Often, there is an inverse relationship between recall and precision. It means that it is possible to increase one at the cost of other. Generally, it is relatively easy for an IR system to achieve either high recall or high precision; however, it is challenging to achieve both. Thus, instead of discussing recall and precision in isolation, either values of one measure are compared for a fixed level at the other measure. For instance, 80% recall at a level of 75% precision.

15.2 INDEXING OF TEXT DOCUMENTS

Efficient index structure plays an important role in efficient processing of queries in an IR system. Size of the index depends on the number of terms in the document collection. Thus, documents are preprocessed to eliminate irrelevant terms such as stop words. In addition, IR system may also apply stemming, in which all related terms are reduced to the simplest and the most significant form without loss of generality. For example, the terms index, indexing, and indexed stem to the simplest term index. This step provides two advantages, firstly, it reduces the number of terms for indexing, secondly, it allows user to retrieve documents that contain variant of exact query term. Two widely used indexing techniques are inverted index and signature file index.

Inverted Index

Inverted index maps each term t to a list (called inverted list) of documents that contain the term t. The entry for a document in the inverted list also provides location within the document where t occurs. The collection of inverted lists is called postings file. Consider the Figure 15.4, which shows the inverted index of our example documents shown in Figure 15.1.

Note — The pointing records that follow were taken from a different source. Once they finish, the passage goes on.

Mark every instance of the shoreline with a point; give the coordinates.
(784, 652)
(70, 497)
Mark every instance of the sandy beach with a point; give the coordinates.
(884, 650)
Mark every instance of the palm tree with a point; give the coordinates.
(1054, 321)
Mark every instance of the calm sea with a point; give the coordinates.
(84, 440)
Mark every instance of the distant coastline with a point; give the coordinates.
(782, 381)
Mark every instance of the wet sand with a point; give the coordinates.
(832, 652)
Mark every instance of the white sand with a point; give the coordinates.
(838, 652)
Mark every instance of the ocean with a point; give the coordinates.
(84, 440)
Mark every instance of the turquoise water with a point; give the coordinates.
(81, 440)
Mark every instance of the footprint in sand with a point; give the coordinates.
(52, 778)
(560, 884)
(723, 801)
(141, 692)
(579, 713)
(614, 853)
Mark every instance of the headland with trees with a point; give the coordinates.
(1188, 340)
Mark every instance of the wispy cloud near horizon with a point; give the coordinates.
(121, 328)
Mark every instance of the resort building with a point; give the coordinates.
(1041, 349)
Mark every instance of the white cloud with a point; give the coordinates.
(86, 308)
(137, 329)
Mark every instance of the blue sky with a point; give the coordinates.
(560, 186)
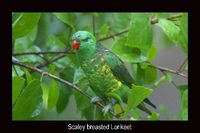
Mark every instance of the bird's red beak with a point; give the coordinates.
(75, 45)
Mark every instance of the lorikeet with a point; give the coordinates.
(104, 70)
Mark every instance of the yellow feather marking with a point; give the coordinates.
(101, 57)
(118, 83)
(84, 65)
(105, 69)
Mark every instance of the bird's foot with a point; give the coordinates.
(96, 99)
(106, 109)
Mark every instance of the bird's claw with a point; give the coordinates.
(96, 99)
(106, 109)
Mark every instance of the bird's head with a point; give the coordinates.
(83, 39)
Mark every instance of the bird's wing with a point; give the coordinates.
(116, 65)
(118, 69)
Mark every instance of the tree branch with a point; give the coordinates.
(168, 70)
(62, 81)
(181, 66)
(44, 52)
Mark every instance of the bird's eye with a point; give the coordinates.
(86, 39)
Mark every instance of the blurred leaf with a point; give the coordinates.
(28, 102)
(152, 52)
(126, 53)
(154, 116)
(31, 58)
(170, 29)
(119, 21)
(15, 16)
(186, 67)
(16, 71)
(135, 114)
(54, 43)
(104, 30)
(140, 33)
(24, 24)
(169, 77)
(164, 111)
(24, 43)
(53, 94)
(184, 33)
(184, 111)
(136, 95)
(146, 75)
(67, 18)
(51, 68)
(78, 75)
(160, 81)
(17, 84)
(28, 76)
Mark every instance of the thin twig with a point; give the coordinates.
(168, 70)
(113, 35)
(50, 61)
(44, 52)
(172, 82)
(62, 81)
(181, 66)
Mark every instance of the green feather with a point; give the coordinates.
(105, 71)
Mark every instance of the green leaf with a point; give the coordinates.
(119, 21)
(67, 18)
(170, 29)
(154, 116)
(51, 68)
(169, 77)
(104, 30)
(184, 111)
(28, 102)
(152, 52)
(24, 24)
(160, 81)
(140, 33)
(184, 33)
(53, 95)
(145, 75)
(54, 43)
(17, 71)
(28, 76)
(136, 95)
(17, 84)
(126, 53)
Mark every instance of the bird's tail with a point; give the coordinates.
(150, 103)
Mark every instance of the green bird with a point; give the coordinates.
(105, 72)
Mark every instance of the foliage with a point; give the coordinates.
(34, 95)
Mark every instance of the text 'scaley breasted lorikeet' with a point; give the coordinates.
(104, 70)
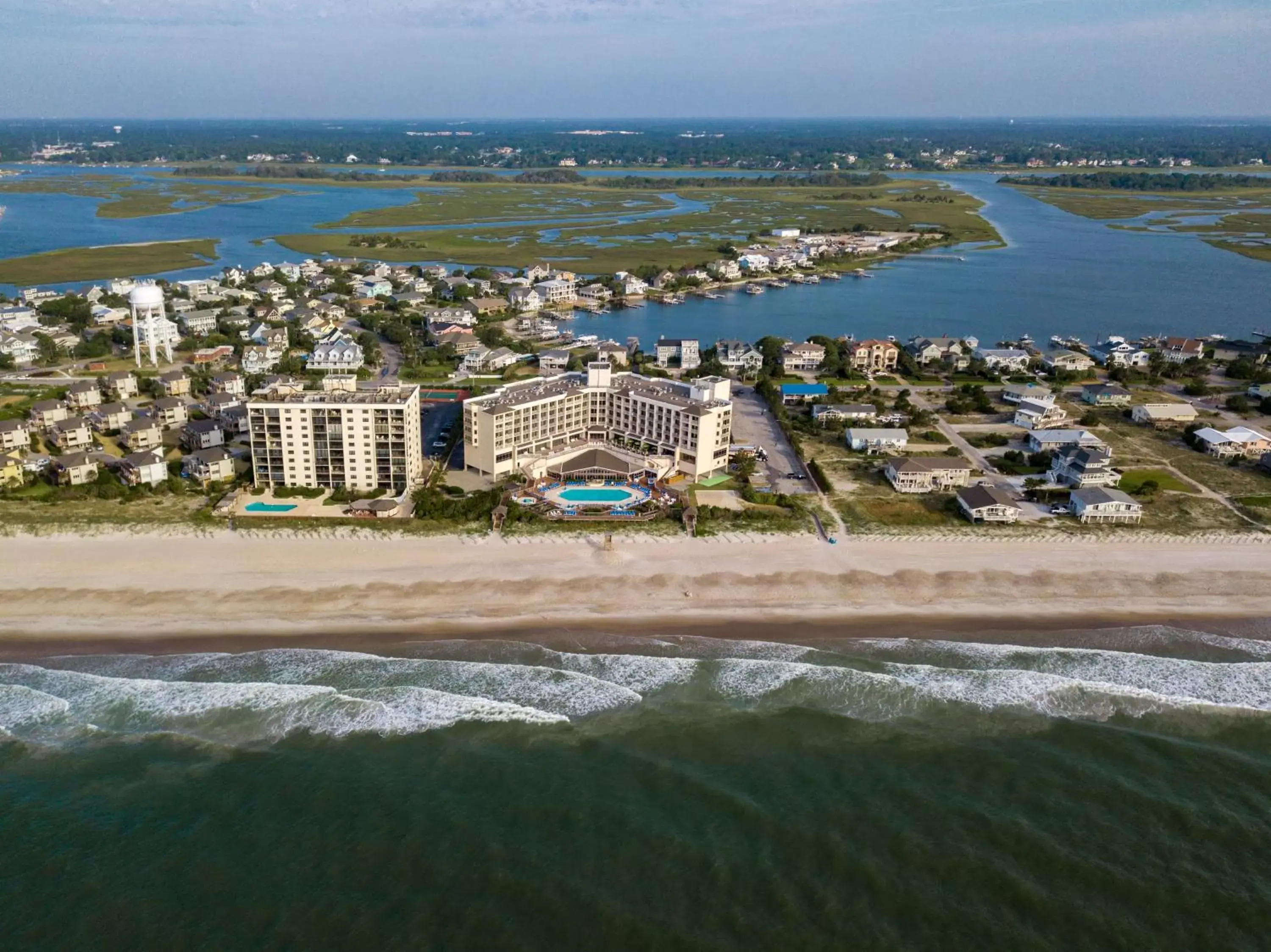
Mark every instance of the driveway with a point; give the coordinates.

Fig. 15.4 An example of inverted index

Fig. 15.4 An example of inverted index

Since the term ‘computer’ occurs at location 1 in document A, the entry for document A in the inverted list for term ‘computer’ contains location 1. Similarly, the entry for document C for term ‘mouse’ contains location 1 and 4. Such a data structure not only enables fast retrieval of documents for a given query but also supports relevance ranking. However, inverted index file requires large amount of space. Sometimes the index grows up to several 100 times of the original file, which is a major disadvantage of inverted index.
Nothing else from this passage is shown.